Use Google Spreadsheet Tables (only Tables) as Pandas Dataframes or save them to a SQL database.

pip install gsheetstables

Command Line tool

The tool does one thing and does it well: Makes database tables of all the Google Sheets Tables (only Tables) found on the spreadsheet. On any database. Just make sure you have the correct SQLAlchemy driver installed. Simplest example with SQLite:

gsheetstables2db -s 1zYR...tT8

This will create the SQLite database on file tables.sqlite with all tables from GSheet 1zYR...tT8.

Execute some SQL queries after (or before, with --sql-pre) the tables were loaded/created:

gsheetstables2db -s 1zYR...tT8 \
    --table-prefix _raw_tables_ \
    --sql-split-char § \
    --sql-post "{% for table in tables %}create index if not exists idx_snapshot_{{table}} on _raw_tables_{{table}} (_GSheet_utc_timestamp) § create view if not exists {{table}} as select * from _raw_tables_{{table}} where _GSheet_utc_timestamp=(select max(_GSheet_utc_timestamp) from _raw_tables_{{table}}) § {% endfor %}"

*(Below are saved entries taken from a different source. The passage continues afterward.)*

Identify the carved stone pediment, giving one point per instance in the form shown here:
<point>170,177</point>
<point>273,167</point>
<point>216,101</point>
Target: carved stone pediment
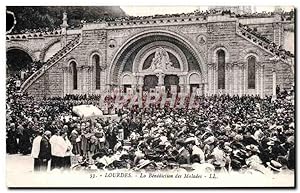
<point>161,62</point>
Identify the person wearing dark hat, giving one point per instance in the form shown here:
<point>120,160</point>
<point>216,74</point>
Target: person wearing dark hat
<point>274,166</point>
<point>58,150</point>
<point>11,141</point>
<point>35,151</point>
<point>45,151</point>
<point>183,156</point>
<point>197,155</point>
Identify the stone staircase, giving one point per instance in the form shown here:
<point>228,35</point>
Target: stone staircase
<point>254,37</point>
<point>50,62</point>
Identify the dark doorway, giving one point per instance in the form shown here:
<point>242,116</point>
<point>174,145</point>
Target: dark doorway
<point>150,81</point>
<point>193,87</point>
<point>126,87</point>
<point>171,80</point>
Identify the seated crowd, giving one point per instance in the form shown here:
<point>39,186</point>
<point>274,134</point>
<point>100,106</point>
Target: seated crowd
<point>225,133</point>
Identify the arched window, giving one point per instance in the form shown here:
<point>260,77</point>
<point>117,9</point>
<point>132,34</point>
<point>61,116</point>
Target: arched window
<point>221,69</point>
<point>96,63</point>
<point>74,73</point>
<point>251,72</point>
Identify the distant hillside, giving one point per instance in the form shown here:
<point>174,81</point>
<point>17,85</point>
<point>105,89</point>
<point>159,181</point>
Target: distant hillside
<point>34,17</point>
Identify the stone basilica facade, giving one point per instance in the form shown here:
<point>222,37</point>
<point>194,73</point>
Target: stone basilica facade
<point>209,55</point>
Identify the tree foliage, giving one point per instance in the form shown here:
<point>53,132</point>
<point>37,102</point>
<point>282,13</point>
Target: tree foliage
<point>34,17</point>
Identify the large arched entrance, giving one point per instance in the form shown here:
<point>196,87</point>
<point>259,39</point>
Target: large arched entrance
<point>156,60</point>
<point>172,84</point>
<point>150,82</point>
<point>17,60</point>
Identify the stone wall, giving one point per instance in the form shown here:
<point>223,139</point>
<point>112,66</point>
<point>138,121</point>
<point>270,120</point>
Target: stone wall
<point>57,81</point>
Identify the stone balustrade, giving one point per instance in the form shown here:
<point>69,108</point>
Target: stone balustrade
<point>27,36</point>
<point>271,47</point>
<point>51,61</point>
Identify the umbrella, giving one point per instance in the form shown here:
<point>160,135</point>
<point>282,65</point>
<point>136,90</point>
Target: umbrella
<point>87,111</point>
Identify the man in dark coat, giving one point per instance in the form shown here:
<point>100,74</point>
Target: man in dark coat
<point>45,151</point>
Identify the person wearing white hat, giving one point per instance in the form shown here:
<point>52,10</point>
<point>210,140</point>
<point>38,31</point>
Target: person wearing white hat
<point>58,150</point>
<point>35,151</point>
<point>45,151</point>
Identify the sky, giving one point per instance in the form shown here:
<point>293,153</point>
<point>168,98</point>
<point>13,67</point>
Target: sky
<point>152,10</point>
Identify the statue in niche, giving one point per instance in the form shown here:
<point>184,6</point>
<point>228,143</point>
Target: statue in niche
<point>161,60</point>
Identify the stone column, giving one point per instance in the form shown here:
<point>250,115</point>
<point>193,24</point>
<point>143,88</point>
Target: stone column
<point>244,80</point>
<point>257,78</point>
<point>205,89</point>
<point>262,80</point>
<point>65,76</point>
<point>209,79</point>
<point>184,86</point>
<point>160,79</point>
<point>140,80</point>
<point>274,83</point>
<point>215,80</point>
<point>241,78</point>
<point>235,78</point>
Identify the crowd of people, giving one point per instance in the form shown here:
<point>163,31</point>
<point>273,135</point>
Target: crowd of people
<point>272,46</point>
<point>225,133</point>
<point>37,30</point>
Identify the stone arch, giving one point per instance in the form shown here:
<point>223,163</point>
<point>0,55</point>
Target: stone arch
<point>189,46</point>
<point>249,54</point>
<point>126,78</point>
<point>150,48</point>
<point>212,54</point>
<point>90,55</point>
<point>24,49</point>
<point>46,48</point>
<point>73,65</point>
<point>194,75</point>
<point>96,73</point>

Prepend “mysheet_” to all table names in DB, keep up to 6 snapshots of each table (after running it multiple times) and save a column with the row numbers that users see in GSpread:

gsheetstables2db -s 1zYR...tT8 \
    --table-prefix mysheet_
    --append \
    --keep-snapshots 6 \
    --row-numbers

Write it to a MariaDB/MySQL database accessible through local socket:

pip install mysql-connector-python
gsheetstables2db -s 1zYR...tT8 --db mariadb://localhost/marketing_db

Here are SQLAlchemy URL examples along with drivers required for connectors (table provided by ChatGPT):

Database Example SQLAlchemy URL Driver / Package to install Notes
MariaDB mariadb+mariadbconnector://dbuser:dbpass@mariadb.example.com:3306/sales_db pip install mariadb Native MariaDB driver
MariaDB (alt) mysql+pymysql://dbuser:dbpass@mariadb.example.com:3306/sales_db?charset=utf8mb4 pip install pymysql Pure Python
PostgreSQL postgresql+psycopg://dbuser:dbpass@postgres.example.com:5432/analytics_db pip install psycopg[binary] Recommended
PostgreSQL (legacy) postgresql+psycopg2://dbuser:dbpass@postgres.example.com:5432/analytics_db pip install psycopg2-binary Legacy
Oracle oracle+oracledb://dbuser:dbpass@oracle.example.com:1521/?service_name=ORCLPDB1 pip install oracledb Thin mode (no Oracle Client)
AWS Athena awsathena+rest://AWS_ACCESS_KEY_ID:AWS_SECRET_ACCESS_KEY@athena.us-east-1.amazonaws.com:443/my_schema?s3_staging_dir=s3://my-athena-results/&work_group=primary pip install sqlalchemy-athena Uses REST API
Databricks SQL databricks+connector://token:dapiXXXXXXXXXXXXXXXX@adb-123456789012.3.azuredatabricks.net:443/default?http_path=/sql/1.0/warehouses/abc123 pip install databricks-sql-connector sqlalchemy-databricks Token-based auth

API Usage

Initialize and bring all tables (only tables) from a Google Sheet:

import gsheetstables

account_file = "account.json"
gsheetid = "1zYR7Hlo7EtmY6...tT8"

tables = gsheetstables.GSheetsTables(
    gsheetid             = gsheetid,
    service_account_file = account_file,
    slugify              = True
)

This is done very efficiently, doing exactly 2 calls to Google’s API. One for table discovery and second one to retrieve all tables data at once.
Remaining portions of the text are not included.